In a New York Times op-ed a couple weeks ago, Susan Pinker, the author of The Village Effect: How Face-to-Face Contact Can Make us Healthier, Happier, and Smarter, showcased the evidence that too much technology can be a bad thing, particularly for the most vulnerable students in our society.
She made some important points in the piece. But even as she acknowledged toward the end that technology has a role to play, she missed spotlighting how technology can help us redesign schools to allow students to achieve what appears most important in her mind: the chance for students to have far more meaningful face-to-face interactions with teachers and peers—a counterintuitive yet important part of blended learning’s promise for many students.
In our research, we’ve long pointed out that merely cramming computers in schools or simply handing them out to students won’t produce the educational gains well-intentioned people desire when they start with technology.
But we’ve also pointed out that without harnessing technology’s power, redesigning schools and classrooms to be able to personalize for each student’s distinct learning needs—critical to helping every child fulfill his or her potential—is a pipedream.

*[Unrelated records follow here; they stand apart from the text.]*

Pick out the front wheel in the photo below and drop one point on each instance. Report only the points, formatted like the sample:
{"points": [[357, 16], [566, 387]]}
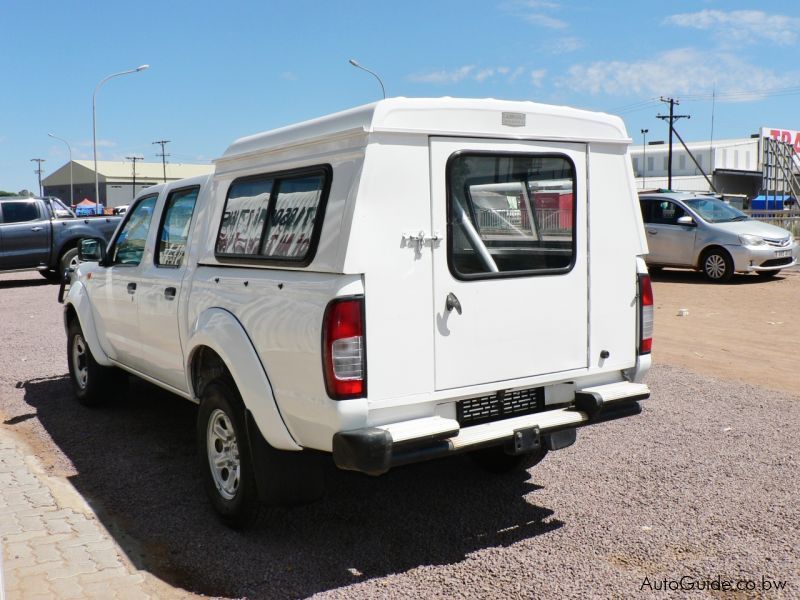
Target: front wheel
{"points": [[90, 381], [225, 455], [717, 266]]}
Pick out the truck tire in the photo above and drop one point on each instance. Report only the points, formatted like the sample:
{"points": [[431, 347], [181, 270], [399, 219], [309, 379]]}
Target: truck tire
{"points": [[67, 260], [224, 453], [717, 265], [90, 381], [495, 460]]}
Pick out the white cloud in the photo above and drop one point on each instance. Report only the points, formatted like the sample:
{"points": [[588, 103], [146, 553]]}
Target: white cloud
{"points": [[562, 45], [468, 72], [101, 143], [536, 12], [538, 4], [545, 21], [677, 72], [484, 74], [741, 25], [443, 76]]}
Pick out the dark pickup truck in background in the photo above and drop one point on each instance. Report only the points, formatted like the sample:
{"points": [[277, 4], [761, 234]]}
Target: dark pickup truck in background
{"points": [[43, 234]]}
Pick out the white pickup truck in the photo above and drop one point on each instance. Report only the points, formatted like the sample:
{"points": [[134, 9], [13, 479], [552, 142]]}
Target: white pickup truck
{"points": [[389, 284]]}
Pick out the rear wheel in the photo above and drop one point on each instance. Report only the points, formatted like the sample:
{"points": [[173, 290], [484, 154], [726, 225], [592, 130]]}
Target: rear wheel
{"points": [[90, 381], [717, 265], [225, 457], [495, 459]]}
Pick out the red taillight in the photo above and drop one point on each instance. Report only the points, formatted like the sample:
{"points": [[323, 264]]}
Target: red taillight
{"points": [[343, 351], [645, 314]]}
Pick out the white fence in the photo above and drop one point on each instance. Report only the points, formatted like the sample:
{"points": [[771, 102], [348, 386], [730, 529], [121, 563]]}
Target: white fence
{"points": [[789, 220]]}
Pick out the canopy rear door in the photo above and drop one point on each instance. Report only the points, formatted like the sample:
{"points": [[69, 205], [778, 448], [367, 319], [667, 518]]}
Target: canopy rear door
{"points": [[510, 274]]}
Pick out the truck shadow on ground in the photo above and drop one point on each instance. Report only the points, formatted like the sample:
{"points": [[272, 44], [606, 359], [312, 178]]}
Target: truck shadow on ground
{"points": [[7, 284], [136, 465]]}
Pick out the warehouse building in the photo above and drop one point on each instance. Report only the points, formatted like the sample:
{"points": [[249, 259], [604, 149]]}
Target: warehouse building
{"points": [[118, 183], [763, 164]]}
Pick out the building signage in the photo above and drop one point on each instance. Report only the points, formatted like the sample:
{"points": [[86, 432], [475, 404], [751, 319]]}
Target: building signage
{"points": [[789, 136]]}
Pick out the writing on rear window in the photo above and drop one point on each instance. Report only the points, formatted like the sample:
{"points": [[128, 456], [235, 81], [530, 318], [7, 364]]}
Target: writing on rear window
{"points": [[275, 216]]}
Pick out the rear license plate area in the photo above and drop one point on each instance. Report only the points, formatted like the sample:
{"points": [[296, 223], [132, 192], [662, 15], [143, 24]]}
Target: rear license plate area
{"points": [[503, 404]]}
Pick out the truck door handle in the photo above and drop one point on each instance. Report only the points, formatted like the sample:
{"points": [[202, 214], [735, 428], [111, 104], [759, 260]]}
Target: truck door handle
{"points": [[452, 302]]}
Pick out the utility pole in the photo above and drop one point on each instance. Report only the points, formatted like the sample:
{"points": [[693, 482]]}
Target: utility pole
{"points": [[644, 157], [163, 156], [38, 171], [134, 159], [672, 117]]}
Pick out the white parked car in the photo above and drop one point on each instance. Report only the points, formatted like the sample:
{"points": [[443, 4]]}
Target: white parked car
{"points": [[702, 232], [390, 284]]}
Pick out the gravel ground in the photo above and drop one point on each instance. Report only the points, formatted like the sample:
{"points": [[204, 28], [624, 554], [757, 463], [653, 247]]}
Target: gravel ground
{"points": [[703, 484]]}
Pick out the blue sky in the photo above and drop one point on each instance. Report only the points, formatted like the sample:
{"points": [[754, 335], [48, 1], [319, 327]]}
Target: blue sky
{"points": [[221, 70]]}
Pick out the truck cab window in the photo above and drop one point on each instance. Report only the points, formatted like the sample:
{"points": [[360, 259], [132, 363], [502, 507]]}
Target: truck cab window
{"points": [[174, 229], [129, 245], [19, 212]]}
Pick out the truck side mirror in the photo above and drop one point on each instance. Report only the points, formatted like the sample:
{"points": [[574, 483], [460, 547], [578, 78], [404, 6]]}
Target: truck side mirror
{"points": [[91, 250]]}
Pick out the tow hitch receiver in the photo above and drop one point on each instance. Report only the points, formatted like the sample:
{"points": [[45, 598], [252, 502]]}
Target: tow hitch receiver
{"points": [[524, 441]]}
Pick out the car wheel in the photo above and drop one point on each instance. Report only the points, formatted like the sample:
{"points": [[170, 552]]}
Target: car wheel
{"points": [[768, 274], [717, 266], [68, 260], [89, 379], [225, 459], [495, 459]]}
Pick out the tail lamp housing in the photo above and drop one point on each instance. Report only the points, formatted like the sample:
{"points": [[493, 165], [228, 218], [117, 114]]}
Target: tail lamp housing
{"points": [[645, 314], [344, 356]]}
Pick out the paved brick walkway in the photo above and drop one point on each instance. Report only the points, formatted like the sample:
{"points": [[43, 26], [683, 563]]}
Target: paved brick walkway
{"points": [[53, 546]]}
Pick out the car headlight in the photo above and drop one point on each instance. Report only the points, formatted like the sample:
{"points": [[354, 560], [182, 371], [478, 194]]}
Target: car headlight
{"points": [[751, 240]]}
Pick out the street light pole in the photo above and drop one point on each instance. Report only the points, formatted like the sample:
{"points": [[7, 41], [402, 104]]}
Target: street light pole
{"points": [[94, 125], [71, 198], [38, 172], [644, 156], [375, 75]]}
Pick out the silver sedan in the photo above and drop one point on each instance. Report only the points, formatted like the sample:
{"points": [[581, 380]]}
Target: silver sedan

The key, as with all revolutions powered by technology, though is to start with the redesign of the model itself, in this case the instructional model, and then use technology in purposeful ways to accomplish key goals and solve pressing problems.
In other words, there is no question that merely giving students iPads—and thinking that this will somehow solve our nation’s inequities without correspondingly changing the models, at home or in the classroom, in which they are used—won’t work. As Pinker points out, it may even do more harm than good. Districts tempted to start with technology for its own sake should pay heed.

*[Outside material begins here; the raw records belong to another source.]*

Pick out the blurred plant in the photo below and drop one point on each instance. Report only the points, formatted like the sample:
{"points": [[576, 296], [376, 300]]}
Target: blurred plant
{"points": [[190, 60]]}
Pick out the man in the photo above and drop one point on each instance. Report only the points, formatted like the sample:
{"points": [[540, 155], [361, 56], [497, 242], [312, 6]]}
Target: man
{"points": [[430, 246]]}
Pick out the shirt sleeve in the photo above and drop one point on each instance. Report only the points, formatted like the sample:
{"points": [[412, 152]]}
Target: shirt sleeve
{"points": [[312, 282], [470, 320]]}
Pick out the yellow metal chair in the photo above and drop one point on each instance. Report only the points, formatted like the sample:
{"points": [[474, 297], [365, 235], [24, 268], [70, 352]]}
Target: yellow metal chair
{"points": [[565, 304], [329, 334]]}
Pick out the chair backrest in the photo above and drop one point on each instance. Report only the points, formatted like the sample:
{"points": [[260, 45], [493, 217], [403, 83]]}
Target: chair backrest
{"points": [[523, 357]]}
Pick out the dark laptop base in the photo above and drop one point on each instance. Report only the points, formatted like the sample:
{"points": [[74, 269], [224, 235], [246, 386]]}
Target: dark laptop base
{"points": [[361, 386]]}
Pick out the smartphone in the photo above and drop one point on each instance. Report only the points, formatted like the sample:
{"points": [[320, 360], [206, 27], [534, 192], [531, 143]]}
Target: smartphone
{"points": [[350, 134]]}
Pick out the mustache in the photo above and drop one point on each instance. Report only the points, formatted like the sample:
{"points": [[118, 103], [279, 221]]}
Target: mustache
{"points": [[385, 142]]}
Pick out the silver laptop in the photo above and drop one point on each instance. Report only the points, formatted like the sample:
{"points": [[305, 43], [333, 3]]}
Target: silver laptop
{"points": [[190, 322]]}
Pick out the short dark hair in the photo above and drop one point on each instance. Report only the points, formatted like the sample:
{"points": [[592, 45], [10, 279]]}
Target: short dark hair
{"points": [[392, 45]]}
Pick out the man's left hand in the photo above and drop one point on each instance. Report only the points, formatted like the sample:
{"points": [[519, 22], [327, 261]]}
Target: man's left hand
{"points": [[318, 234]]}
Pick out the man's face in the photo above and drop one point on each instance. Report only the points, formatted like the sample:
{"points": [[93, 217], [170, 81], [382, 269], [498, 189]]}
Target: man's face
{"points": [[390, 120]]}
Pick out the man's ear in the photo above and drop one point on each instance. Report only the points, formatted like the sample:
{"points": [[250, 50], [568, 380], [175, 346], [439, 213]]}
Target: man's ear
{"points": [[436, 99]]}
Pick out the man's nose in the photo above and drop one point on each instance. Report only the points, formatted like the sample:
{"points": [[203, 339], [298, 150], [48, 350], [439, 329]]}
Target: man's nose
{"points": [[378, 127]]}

But at the same time, traditional classrooms without technology are far too devoid of the human interactions that Pinker suggests are so critical to success. Spend time in a traditional school and see how many meaningful face-to-face interactions a typical student has. As the teacher leads the class up-front, how many times are students able to respond in the give-and-take that Pinker writes predict robust vocabularies and school success? How many times do they have benefit from meaty conversations that keep them engaged? Do they have daily opportunities to express and defend ideas and challenge those of others?
Not really. There is a reason why so many students sum their school experience up with a single word: boring.

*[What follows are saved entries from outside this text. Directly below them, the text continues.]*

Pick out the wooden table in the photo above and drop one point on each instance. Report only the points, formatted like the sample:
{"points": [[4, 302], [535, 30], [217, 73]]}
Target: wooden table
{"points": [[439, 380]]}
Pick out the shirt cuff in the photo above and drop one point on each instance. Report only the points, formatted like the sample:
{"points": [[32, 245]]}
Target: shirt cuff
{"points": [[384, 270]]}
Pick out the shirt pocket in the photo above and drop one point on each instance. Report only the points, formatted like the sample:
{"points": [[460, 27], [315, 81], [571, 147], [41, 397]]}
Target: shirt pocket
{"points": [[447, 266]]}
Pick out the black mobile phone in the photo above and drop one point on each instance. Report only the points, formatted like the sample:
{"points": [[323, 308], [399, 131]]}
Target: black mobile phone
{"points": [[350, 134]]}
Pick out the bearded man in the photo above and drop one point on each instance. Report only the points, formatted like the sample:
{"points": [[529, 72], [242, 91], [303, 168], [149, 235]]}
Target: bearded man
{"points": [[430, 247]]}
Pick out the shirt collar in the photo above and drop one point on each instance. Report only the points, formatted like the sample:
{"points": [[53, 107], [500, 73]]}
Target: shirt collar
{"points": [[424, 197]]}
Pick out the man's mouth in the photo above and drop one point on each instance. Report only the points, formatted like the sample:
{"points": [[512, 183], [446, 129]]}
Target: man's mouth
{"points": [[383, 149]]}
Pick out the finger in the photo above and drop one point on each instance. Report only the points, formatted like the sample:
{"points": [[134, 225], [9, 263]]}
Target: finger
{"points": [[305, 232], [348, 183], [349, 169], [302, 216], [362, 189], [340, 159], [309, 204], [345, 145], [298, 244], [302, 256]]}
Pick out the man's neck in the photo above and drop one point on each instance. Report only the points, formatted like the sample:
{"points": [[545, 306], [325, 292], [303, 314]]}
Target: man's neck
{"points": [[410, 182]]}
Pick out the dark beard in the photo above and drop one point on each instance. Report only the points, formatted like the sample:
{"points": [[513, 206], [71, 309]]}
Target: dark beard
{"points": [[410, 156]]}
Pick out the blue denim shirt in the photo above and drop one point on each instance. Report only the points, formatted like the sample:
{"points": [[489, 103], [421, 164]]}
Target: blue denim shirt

But in blended-learning environments where schools blend online learning to personalize for students, the number of meaningful interactions can take a very different form—even as cheerleaders like myself should acknowledge that they don’t always. Rather than lecturing or delivering whole-class instruction though, the teacher, who can be armed with data about where students are in their learning, can meet one-on-one with each student and have meaningful conversations about the work she is doing. At KIPP Empower, a blended-learning school in Los Angeles that turned eyes with its 991 API (out of a possible 1000), the school uses blended learning to allow students to work in small groups of no more than 10 students at a time with the teacher so that students have lots of opportunities to engage and interact. What’s more, in many blended-learning schools, onlookers are stunned to see students constantly popping up from their computers to join their peers and walk through academic problems together—either as a tutor because they had solved the same problem a week earlier perhaps or as a collaborator because they both wanted to achieve mastery together.
The point is that technology need not mean bad outcomes, but can unleash some stellar ones. And there is increasing evidence to showcase that as well.
A recent rigorous RAND study of Carnegie Learning’s Cognitive Tutor Algebra I program found that the blended-learning model boosted the average student’s performance by approximately eight percentile points. Another study, also by RAND and commissioned by the Gates Foundation, on schools using personalized learning showed that students in the schools made significantly greater gains in math and reading over the last two years than a virtual control group made up of similar students at comparable schools. And the Hole-in-the-Wall Learning Stations installed throughout India that encourage collaborative learning on computers have exhibited promising learning results.
Now we can all cherry pick our favorites studies, but what they all point to—regardless of outcome—is that what matters isn’t that technology is present per se, but how the technology is used. So let’s stop pitting technology against face-to-face contact. It’s counterproductive. And it’s another in a long list of false dichotomies that just doesn’t have to be the case.